To turn photos into pixels, and then pixels into useful information, you need someone like John Graham – “Like the cracker, only crunchier.” His graying, chest-length hair, T-shirt and shorts make the burly guy look like an aging roadie. His official title is “senior research scientist.” Unofficially, he’s a computer wizard.
The Viz Center deals in staggering, potentially discombobulating piles of data. Its Katrina files, for instance, amount to more than 20 terabytes. In other words, 20,000 gigabytes. In other words, an Everest of information that must be sifted for pebbles of fact – whether, say, someone’s home is still underwater.
Graham doesn’t mind. Heck, Graham loves this. “Watch,” he said. “This is like Google on steroids.”
He taps on a keyboard. On his computer monitor, and the multiplex screens, appears coastal Louisiana and Mississippi. Superimposed over this landscape are thousands of red rectangles. Click. The screen is filled by a single rectangle, outlining a gray-green mass of earth. Click. Larger buildings materialize along the spidery webs of major thoroughfares. Click, click. Graham drops into a Gulfport neighborhood shouldering the waterfront. He soars over a block where houses sit next to blasted, vacant concrete foundations; a boat beached a block from the water; a floating casino that has been ripped apart, most of it listing in the shallows and one fragment stalled in the middle of a street.

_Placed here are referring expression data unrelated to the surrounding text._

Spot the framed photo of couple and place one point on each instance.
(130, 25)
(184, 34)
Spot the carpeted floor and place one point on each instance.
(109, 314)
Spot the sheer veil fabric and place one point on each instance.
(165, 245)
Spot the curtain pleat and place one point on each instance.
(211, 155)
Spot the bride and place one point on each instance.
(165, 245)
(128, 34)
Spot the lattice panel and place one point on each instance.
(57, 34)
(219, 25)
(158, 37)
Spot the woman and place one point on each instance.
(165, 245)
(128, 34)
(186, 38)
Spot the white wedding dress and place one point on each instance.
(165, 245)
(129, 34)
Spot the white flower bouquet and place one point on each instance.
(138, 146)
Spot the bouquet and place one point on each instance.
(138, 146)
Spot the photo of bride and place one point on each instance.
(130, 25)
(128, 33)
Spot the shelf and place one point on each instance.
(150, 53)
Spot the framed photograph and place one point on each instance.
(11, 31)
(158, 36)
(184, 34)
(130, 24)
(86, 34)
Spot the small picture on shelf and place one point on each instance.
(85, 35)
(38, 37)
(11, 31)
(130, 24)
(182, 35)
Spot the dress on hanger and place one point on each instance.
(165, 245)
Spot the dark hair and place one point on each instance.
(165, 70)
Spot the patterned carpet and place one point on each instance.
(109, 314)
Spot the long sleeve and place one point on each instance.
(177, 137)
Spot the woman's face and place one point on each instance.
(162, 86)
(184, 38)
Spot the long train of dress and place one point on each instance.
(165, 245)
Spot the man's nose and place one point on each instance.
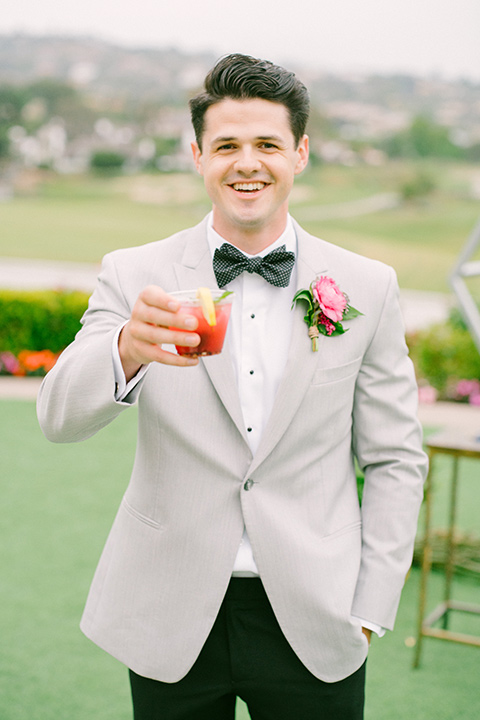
(247, 160)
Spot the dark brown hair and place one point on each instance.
(242, 77)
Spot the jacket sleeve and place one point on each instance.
(387, 442)
(77, 397)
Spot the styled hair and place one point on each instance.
(242, 77)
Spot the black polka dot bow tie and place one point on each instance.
(276, 267)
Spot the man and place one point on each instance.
(240, 562)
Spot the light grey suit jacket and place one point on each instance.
(168, 559)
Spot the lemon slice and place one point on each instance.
(208, 307)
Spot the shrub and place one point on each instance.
(107, 161)
(445, 354)
(39, 320)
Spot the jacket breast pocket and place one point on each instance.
(327, 375)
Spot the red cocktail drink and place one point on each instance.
(211, 336)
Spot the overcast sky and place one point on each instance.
(413, 36)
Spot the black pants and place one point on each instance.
(247, 655)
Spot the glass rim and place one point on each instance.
(190, 296)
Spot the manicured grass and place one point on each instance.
(82, 218)
(58, 503)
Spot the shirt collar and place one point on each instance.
(287, 238)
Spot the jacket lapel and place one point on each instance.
(301, 361)
(196, 270)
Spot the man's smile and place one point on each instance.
(248, 187)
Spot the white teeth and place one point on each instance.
(248, 187)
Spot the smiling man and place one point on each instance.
(241, 563)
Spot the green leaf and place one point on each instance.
(351, 313)
(303, 295)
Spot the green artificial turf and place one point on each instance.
(58, 503)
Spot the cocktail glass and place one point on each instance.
(211, 336)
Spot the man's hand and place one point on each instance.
(148, 328)
(367, 633)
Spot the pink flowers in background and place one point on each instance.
(327, 306)
(331, 300)
(468, 391)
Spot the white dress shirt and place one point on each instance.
(258, 337)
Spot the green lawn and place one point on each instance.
(82, 218)
(58, 502)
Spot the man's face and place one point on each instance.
(248, 162)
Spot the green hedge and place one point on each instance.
(39, 320)
(444, 354)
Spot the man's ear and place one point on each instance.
(302, 153)
(197, 157)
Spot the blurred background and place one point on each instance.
(95, 155)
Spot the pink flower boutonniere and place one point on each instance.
(327, 308)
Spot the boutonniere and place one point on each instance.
(327, 308)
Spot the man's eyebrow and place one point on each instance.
(215, 141)
(268, 138)
(264, 138)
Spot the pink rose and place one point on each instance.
(331, 300)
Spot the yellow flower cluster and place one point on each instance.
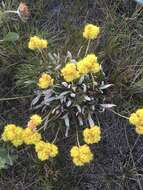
(69, 72)
(31, 136)
(92, 135)
(81, 155)
(46, 150)
(137, 120)
(13, 134)
(37, 43)
(88, 64)
(91, 31)
(35, 120)
(18, 136)
(45, 81)
(85, 66)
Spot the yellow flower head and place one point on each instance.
(92, 135)
(88, 64)
(69, 72)
(91, 31)
(46, 150)
(136, 119)
(81, 155)
(139, 130)
(45, 81)
(35, 120)
(30, 136)
(14, 134)
(37, 43)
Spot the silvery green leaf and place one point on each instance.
(11, 37)
(80, 121)
(63, 94)
(46, 92)
(45, 123)
(91, 122)
(107, 105)
(69, 55)
(35, 100)
(93, 107)
(49, 100)
(65, 84)
(73, 61)
(102, 87)
(29, 82)
(139, 1)
(52, 58)
(87, 98)
(69, 86)
(73, 95)
(81, 80)
(57, 67)
(68, 104)
(74, 88)
(78, 108)
(67, 123)
(84, 88)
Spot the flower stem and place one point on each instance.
(87, 47)
(9, 11)
(119, 114)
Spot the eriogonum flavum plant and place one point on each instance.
(22, 12)
(70, 96)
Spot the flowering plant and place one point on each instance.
(69, 95)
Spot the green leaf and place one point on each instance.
(11, 37)
(6, 159)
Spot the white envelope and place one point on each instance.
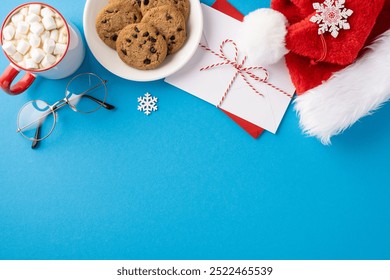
(265, 111)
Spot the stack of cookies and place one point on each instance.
(144, 32)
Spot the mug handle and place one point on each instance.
(9, 76)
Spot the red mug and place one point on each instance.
(68, 63)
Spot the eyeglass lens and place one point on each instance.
(36, 120)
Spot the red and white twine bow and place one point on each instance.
(241, 70)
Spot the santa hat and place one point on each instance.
(337, 53)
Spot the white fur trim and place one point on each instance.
(263, 36)
(348, 95)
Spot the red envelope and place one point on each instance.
(225, 7)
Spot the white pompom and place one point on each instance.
(263, 36)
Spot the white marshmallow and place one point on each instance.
(60, 49)
(22, 64)
(23, 46)
(49, 23)
(32, 18)
(63, 38)
(48, 60)
(37, 28)
(49, 45)
(54, 35)
(17, 57)
(22, 28)
(45, 35)
(60, 23)
(17, 18)
(8, 32)
(34, 9)
(37, 55)
(30, 64)
(9, 48)
(46, 12)
(24, 11)
(20, 36)
(35, 41)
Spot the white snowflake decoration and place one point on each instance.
(331, 16)
(147, 104)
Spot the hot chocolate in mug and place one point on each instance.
(36, 38)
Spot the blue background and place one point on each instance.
(186, 182)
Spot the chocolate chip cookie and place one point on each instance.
(182, 5)
(141, 46)
(113, 18)
(171, 23)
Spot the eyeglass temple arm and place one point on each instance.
(35, 142)
(103, 104)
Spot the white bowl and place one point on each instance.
(111, 61)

Click, click, click. Graham superimposes maps showing where toxic materials have been dumped. Good, if distressing, information for people who plan to rebuild here.
This level of detail is available for every stretch of the Katrina-shattered coast. But it took Graham three weeks without a break, 15 to 20 hours a day, to stitch thousands of discrete computer files into this vast quilt.
This was not a one-man job. Graham led a team of volunteers that included specialists from UC San Diego, NASA, Woods Hole, Digital Globe – a private vendor of high-resolution aerial photography – and dozens of other schools, agencies and companies.
“It’s like stone soup,” Graham said of this team of varied interests and specialties. “You never know exactly what you are going to get.”
One thing the center is getting – experience in analyzing information, experience that could be valuable during a local disaster. A wildfire, say.
The center can show you San Diego County’s hills, valleys, houses, vegetation and roads, from the broadest interstates to the narrowest goat paths. With such detailed information, much of it unavailable on maps, imagine the possibilities. “You can throw a match in virtual space and see which way the fire goes,” Graham said.
You could zoom in on a threatened canyon. You could factor in wind speed. You could calculate the density of the vegetation and the slope of the ground. And then you could figure what in blazes will happen next.
Well, maybe you couldn’t. But the Viz Center could.